In Afghanistan, a highly decorated sergeant with a degree in mechanical engineering joins his brother on a mission. It ends disastrously: his brother and everyone else in the platoon are blown to pieces in a Taliban attack, just moments after the two had sworn to each other that they would become Army Rangers together. A couple of years pass, and physically battered and devastated by post-traumatic stress, the sergeant decides to pursue that career on his own, just in time to be sent on a mission, with a handful of fellow soldiers, to the place where a massive alien war drone has just landed. In less than two hours, the clearing in the mountains where the soldiers are stationed (kudos to the locations—the film was shot in Australia and New Zealand) transforms into the equivalent of the jungle from Predator, that is, a natural trap. The sergeant and the others, all identified only by a number, try to escape the weapon of destruction.

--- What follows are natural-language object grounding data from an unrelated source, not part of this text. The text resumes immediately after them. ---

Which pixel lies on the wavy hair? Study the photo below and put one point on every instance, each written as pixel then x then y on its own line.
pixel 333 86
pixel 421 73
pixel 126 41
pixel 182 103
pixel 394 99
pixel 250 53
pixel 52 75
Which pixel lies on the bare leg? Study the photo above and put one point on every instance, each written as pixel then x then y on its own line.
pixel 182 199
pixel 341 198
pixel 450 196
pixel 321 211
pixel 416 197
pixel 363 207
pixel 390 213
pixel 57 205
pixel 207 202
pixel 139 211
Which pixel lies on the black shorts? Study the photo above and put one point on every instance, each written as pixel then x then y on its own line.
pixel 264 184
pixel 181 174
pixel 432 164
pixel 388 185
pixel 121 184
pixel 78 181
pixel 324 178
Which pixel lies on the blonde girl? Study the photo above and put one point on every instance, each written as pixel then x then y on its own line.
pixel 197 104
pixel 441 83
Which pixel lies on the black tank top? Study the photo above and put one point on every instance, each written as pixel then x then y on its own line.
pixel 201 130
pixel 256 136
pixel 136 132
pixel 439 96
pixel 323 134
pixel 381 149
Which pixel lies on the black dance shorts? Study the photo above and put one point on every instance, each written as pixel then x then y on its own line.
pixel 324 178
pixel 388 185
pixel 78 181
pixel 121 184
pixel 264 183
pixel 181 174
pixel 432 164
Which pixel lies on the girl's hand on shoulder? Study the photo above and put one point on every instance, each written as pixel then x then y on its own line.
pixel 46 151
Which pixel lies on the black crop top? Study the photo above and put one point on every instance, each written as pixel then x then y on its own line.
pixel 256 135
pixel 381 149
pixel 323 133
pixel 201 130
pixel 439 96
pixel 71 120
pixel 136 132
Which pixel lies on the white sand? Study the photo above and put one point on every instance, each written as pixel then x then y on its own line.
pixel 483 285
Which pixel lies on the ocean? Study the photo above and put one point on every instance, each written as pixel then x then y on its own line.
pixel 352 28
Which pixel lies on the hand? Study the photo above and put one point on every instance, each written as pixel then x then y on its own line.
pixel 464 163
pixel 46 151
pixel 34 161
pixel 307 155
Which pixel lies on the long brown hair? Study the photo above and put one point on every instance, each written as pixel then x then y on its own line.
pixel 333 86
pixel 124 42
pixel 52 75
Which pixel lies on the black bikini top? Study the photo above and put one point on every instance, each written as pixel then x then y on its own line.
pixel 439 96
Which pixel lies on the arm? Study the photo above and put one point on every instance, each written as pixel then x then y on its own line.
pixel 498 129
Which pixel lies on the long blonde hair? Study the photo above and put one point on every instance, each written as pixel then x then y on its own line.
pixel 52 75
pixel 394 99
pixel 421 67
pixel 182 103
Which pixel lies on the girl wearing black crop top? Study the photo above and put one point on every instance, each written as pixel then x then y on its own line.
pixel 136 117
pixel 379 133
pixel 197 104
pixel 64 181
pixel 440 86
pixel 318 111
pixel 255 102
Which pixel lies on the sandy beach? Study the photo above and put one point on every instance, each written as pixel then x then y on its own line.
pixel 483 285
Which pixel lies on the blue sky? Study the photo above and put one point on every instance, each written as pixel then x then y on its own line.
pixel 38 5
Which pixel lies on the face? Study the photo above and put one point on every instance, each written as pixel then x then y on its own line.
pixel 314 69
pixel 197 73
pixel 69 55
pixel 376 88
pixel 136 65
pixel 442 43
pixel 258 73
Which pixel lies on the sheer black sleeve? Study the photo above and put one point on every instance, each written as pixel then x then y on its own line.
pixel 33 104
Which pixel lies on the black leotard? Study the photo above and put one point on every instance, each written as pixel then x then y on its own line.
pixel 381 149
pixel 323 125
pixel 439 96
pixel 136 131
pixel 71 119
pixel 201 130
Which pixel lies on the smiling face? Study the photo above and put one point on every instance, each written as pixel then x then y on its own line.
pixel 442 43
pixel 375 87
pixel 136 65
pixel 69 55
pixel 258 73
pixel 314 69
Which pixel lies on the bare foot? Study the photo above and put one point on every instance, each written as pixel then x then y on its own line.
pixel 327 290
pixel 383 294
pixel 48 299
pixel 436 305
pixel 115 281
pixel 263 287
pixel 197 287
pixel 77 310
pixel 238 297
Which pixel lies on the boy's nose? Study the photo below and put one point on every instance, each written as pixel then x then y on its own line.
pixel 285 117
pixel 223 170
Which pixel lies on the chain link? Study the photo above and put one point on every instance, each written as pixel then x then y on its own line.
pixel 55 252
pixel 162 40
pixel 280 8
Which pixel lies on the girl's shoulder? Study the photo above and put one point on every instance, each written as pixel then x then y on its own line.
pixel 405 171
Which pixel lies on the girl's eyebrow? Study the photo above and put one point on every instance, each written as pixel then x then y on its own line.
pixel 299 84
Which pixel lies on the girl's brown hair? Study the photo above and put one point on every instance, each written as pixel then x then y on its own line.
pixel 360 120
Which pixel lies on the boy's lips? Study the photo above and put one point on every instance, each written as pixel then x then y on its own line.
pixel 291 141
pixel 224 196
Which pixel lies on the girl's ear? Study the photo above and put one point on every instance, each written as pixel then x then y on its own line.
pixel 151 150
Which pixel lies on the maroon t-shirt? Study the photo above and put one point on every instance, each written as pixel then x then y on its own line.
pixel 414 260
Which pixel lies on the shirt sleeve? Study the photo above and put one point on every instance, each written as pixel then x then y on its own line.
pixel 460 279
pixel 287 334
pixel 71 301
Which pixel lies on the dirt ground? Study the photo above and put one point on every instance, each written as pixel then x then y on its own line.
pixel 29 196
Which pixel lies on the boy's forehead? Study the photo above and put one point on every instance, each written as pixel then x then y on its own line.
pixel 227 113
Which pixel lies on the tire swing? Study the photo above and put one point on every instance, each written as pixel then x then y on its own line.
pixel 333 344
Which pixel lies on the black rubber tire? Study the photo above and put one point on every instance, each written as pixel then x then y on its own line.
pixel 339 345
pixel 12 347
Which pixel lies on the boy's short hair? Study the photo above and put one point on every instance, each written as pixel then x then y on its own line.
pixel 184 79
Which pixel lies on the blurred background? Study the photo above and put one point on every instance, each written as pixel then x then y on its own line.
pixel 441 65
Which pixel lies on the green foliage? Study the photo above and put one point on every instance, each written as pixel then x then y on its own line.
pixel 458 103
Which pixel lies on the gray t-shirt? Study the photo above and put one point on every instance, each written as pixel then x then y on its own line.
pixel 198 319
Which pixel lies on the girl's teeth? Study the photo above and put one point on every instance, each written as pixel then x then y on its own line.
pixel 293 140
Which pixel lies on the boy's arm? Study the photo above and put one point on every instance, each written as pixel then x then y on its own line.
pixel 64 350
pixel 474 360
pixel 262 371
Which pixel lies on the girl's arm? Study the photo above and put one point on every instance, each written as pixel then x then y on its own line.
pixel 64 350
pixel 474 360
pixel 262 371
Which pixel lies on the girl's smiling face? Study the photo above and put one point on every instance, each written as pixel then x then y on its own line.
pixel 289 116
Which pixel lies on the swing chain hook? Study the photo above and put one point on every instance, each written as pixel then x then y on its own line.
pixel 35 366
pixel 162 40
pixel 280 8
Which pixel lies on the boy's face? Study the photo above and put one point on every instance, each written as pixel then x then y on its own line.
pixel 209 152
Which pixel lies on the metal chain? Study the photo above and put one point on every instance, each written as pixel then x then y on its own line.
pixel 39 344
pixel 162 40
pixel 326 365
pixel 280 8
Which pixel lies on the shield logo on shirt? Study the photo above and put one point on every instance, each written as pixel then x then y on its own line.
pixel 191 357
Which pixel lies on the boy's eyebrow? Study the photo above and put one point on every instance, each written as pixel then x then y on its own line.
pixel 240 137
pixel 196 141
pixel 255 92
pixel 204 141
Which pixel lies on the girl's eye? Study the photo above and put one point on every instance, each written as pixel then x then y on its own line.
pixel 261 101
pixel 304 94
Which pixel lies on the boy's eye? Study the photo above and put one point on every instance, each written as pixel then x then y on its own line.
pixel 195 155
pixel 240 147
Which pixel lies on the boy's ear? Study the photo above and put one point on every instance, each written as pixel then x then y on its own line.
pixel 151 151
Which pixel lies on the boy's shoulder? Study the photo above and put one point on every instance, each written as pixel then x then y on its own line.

A century ago now, back in the days of straight-to-video VHS releases and Blockbuster, a large portion of the film market was actually intended for the small screen. Thousands of low-budget action, horror, and sci-fi films—ranging from B to Z-grade—kept an entire generation of sleepless genre film lovers company. Films like Death Machine, a 1994 title that was a regular fixture on Italian late-night TV schedules, of which War Machine is essentially the evolution. The winning formula mentioned above is a mix of action and military sci-fi featuring a TV action hero—in this case, Alan Ritchson, the star of Prime Video’s beloved Reacher—along with a handful of former A-list Hollywood actors who are now a bit past their prime (Dennis Quaid, Esai Morales, Jai Courtney), an intellectually undemanding story (a traumatized but invincible soldier hunted by a relentless killing machine), a nod to major titles like the aforementioned Predator, Terminator, and War of the Worlds, and the prospect of several sequels.
War Machine stands out with a substantial budget—reportedly $80 million—and a protagonist who is decidedly more complex than your typical Dutch Schaefer, featuring Ritchson as a super-soldier torn apart by inner demons, a mountain of smart muscle who uses his intelligence to take on the alien enemy. If we choose, with some effort, to ignore the rabid militaristic propaganda the film shoves down our throats—especially in the final moments—War Machine is a fun, big-budget spectacle, and it’s a thousand times better than its embarrassing first cousin that attempted the same thing a few months earlier and failed spectacularly: obviously we’re talking about War of the Worlds starring Ice Cube and Eva Longoria and produced by Timur Bekmambetov of Night Watch (Timur, why?), which landed on Prime Video last summer and was the big winner at the recent Razzie Awards. Unwatchable, whereas we’d definitely give War Machine 2 a look.